Fields v. Spencer

Carley, Judge,

dissenting.

In my opinion, the trial court’s order should be affirmed, but only with direction that it be amended to reflect that the dismissal of appellant-plaintiff’s complaint is without prejudice. Accordingly, I must respectfully dissent to the majority’s mere affirmance of the trial court’s order.

The majority concludes that the trial court ordered the dismissal “on two grounds, one of which was that [appellant’s] complaint . . . was frivolous.” However, there was no written motion to dismiss and no transcript of the hearing on the motion and, although the trial court’s order does make a reference to appellee-defendants’ assertion that appellant’s claims were “frivolous,” it nevertheless states only *891that appellees “move[d] to dismiss this case for failure of [appellant] to prosecute the action.” (Emphasis supplied.) If it was based on the failure of appellant to prosecute, the trial court’s order clearly should not provide that the dismissal of appellant’s complaint was with prejudice. OCGA § 9-11-41 (b); Leach v. Aetna Cas. &c. Co., 172 Ga. App. 785 (324 SE2d 494) (1984), aff'd 254 Ga. 265 (330 SE2d 596) (1985).

Decided July 9, 1991 Reconsiderations dismissed July 30, 1991 and September 3, 1991 Harvey Fields, pro se. Michael J. Bowers, Attorney General, Daryl A. Robinson, Senior Assistant Attorney General, Terry L. Long, Assistant Attorney General, for appellees.
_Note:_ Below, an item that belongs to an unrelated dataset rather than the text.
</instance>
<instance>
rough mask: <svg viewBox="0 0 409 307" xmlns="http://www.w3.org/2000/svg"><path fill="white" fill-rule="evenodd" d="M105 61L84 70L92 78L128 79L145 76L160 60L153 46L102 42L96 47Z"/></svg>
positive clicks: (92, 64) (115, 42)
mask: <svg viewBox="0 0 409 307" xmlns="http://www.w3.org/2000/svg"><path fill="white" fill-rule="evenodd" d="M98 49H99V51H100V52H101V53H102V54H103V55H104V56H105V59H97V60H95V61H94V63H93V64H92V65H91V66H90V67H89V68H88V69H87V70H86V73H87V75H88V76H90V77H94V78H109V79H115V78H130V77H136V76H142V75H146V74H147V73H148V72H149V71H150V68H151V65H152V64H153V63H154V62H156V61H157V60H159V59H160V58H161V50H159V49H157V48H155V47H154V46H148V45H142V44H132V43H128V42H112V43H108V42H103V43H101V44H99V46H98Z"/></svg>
*891However, even assuming that “frivolousness” was intended as ah alternative ground for the trial court’s order, I nevertheless cannot agree with the majority that such a dismissal would be “in the nature” of a dismissal for failure to state a claim under OCGA § 9-11-12 (b) (6). The majority cites no authority for the proposition that an otherwise undefined concept of “frivolousness” is properly considered as functionally equivalent to the objective legal standard of failure to state a claim upon which relief can be granted. Likewise, there is absolutely nothing in the record to support the proposition that either appellees or the trial court understood “frivolousness” to be the equivalent of a failure to state a claim. In their brief, appellees neither cite nor rely upon OCGA § 9-11-12 (b) (6), but urge “frivolousness” by citation to a federal statute which has no relevancy or bearing on the authority of a state court to dismiss an action. The civil procedure of this state is, of course, governed by OCGA § 9-11-1 et seq. OCGA § 9-11-12 (b) (6) provides for the dismissal of a complaint which fails to state a claim, but there is no provision for dismissal on the basis of “frivolousness.” The only OCGA § 9-11-12 (b) (6) motion that appears in the instant case is that which the majority itself has conjured by equating “frivolousness” with the failure to state a claim. Amendment of the Civil Practice Act so as to authorize dismissal on additional grounds should be left to the legislature.

In my opinion, the only valid ground for dismissal of appellant’s complaint would be his failure to prosecute. A dismissal on that ground should be without prejudice. Accordingly, I would affirm with direction that the trial court amend its order to comport with the applicable provisions of OCGA § 9-11-41 (b), and I must respectfully dissent to the majority’s failure to give such direction.

I am authorized to state that Presiding Judge McMurray, Presiding Judge Banke and Judge Pope join in this dissent.